Edelweiss MF’s Trideep Bhattacharya on how to rebalance asset allocation as stock market
As stock markets correct, Edelweiss AMC’s Trideep Bhattacharya, CIO-Equities, in an interaction with Livemint advised that investors can look at increasing the equity allocation levels, depending on the risk-appetite and the existing asset allocation. Here are the edited experts:
If the Ukraine conflict prolongs, even if at a lower scale, what could be the impact on Indian equity markets? What risk-reward an investor should be aware of if investing at current levels?
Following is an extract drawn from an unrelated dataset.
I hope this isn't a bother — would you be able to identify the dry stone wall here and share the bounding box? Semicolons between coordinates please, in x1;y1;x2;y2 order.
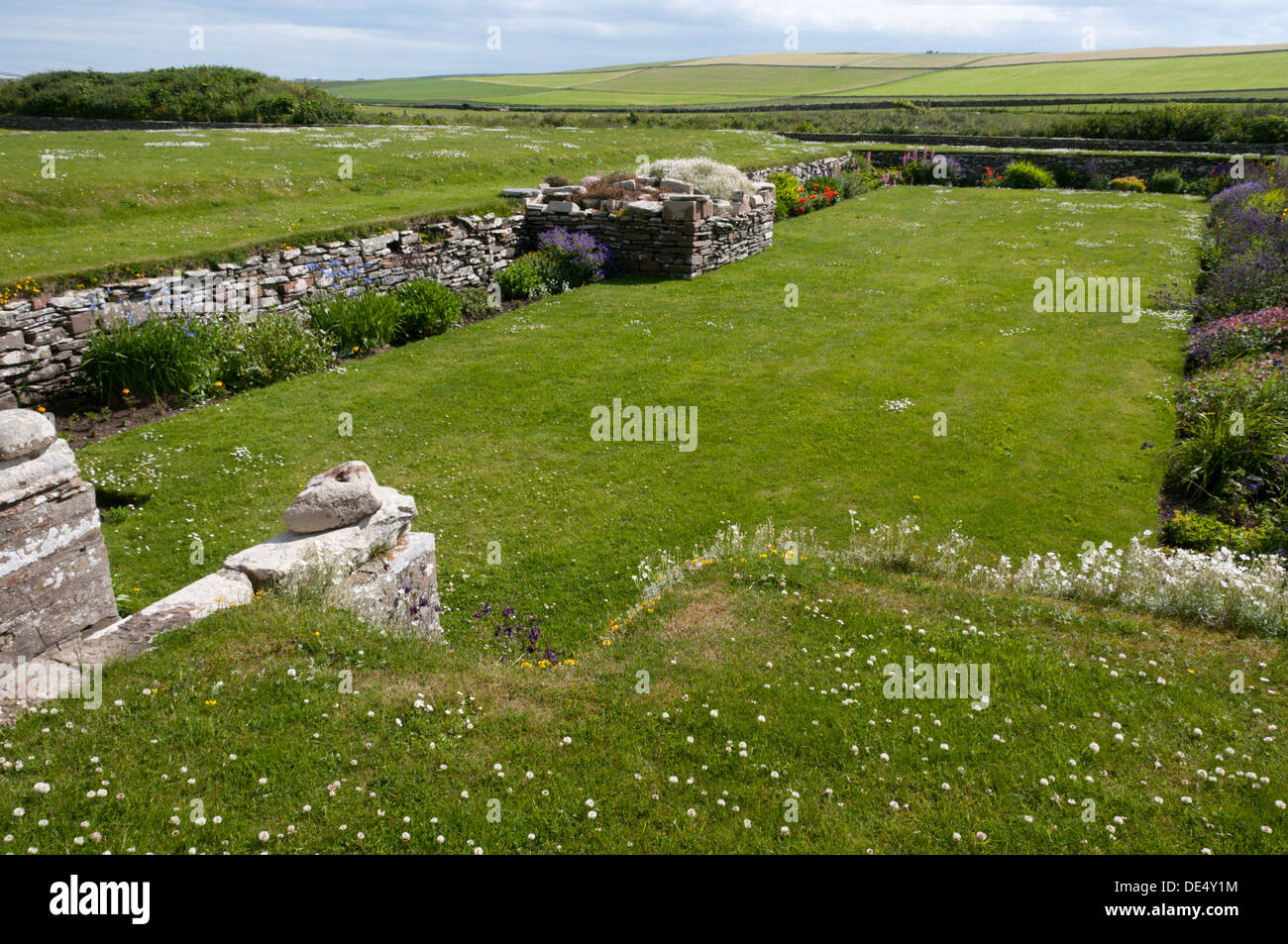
503;174;774;278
From a stock-market perspective, while this event has a potential to cause market-panic, and the extent of damage depends on how the event unfolds, we draw comfort from the fact that equity markets have had a long history of digesting such geo-political events within months and focus on fundamentals there-after. Moreover, we have been expecting 2022 to be a tale of two halves:
In first half, we expect markets to digest the pace of policy normalisation, geo-political events, stickiness of inflation along with omicron issue and hence, would expect it to be volatile.
In second half, we expect markets to respond to earnings direction, as the economic recovery unfolds. Overall, we are constructive on equities in 2022 but prepared for higher volatility in 1H2022. Hence, our advise to investors has been to invest in Indian equities in tranches in 1H2022 rather than in one go. We continue to recommend the same.
What kind of equity funds do you suggest for investors with a lower appetite for risk at the current juncture?
For investors with lower risk appetite, amongst equity funds, we would recommend a flexi-cap fund or a Large & Mid-cap Fund in current circumstances. However, the medium-term asset allocation of the investor should also be kept in mind in this process.
Should an investor rebalance his asset allocation to take advantage of the market correction?
As equity markets correct, we would advise increasing the equity allocation levels, depending on the risk-appetite of the investor and his existing asset allocation.
Commodity prices are surging as the Ukraine crisis stretches into second week. What risk-reward an investor should keep in mind if taking an exposure to commodities/commodity stocks at current levels?
While most of the commodity prices have flared up in recent times, driven by geo-political events etc., we expect them to be transient in nature and hence, expect the commodity prices to settle over the next 3-6 months, as we watch the developments closely.
Do you expect the US Fed to reduce the pace of monetary tightening due to the Ukraine crisis?
In the light of the recent events, adjusting the pace of monetary tightening is certainly one of the levers that central bankers across the world have, to prevent demand destruction, and loss in economic momentum. We reckon that central bankers are well aware of this, could use this potent tool if need be.
How long do you see the volatility to continue?
Apart from a potential resolution amongst Russia/Ukraine, we think an alternate source of gas/oil could act as a short-term fix for the surging commodity prices in our view, thus causing relief to equity markets.